Par exemple, le ménage... peux-tu te permettre de le faire faire par quelqu'un? J'ai une amie à moi qui est à la maison. Je lui ai offert de faire mon ménage, ça lui fait des sous et me soulage d'une corvée qui mangeait mon week-end.
La bouffe. Je me suis rendue compte que faire la bouffe la semaine ça me grugeait de l'énergie. Même avec le menu fait à l'avance. Et bien, je le fais maintenant le week-end. Ça me prend l'AM au complet, mais j'ai un break à tous les soirs!
Bonne chance, je sais tellement ce que c'est. Je me bat contre le même fléau.

Isa Lauzon a dit…

À Isabelle : La bouffe et le ménage, ça va. Mon chum m'aide énormément, et je suis capable d'accepter que ce soit bordélique de temps à autre, si je suis fatiguée. Non, mon problème actuel, c'est plutôt que le boulot m'envahit trop. J'adore mon travail, mais je dois décrocher quand j'embarque dans mon auto le soir. Ce que je n'arrive plus à faire en ce moment. J'y pense toute la soirée, j'en rêve, j'y pense sous la douche, dans l'auto. Et ça, ce n'est pas sain du tout!

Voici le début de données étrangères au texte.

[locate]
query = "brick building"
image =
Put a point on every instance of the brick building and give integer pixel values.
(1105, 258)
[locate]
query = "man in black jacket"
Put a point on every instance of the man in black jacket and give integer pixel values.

J'ai quand même réussi à décrocher pas mal ce week-end. Ça augure bien pour la suite. Il faut juste que j'arrive à accepter le fait que je ne peux pas tout faire... Juste ça? Mais c'est justement ça, le plus dur! :S

Gen a dit…

@Isa : Le fait que ton trajet pour te rendre du boulot à la maison nuit peut-être à ta capacité de décrocher.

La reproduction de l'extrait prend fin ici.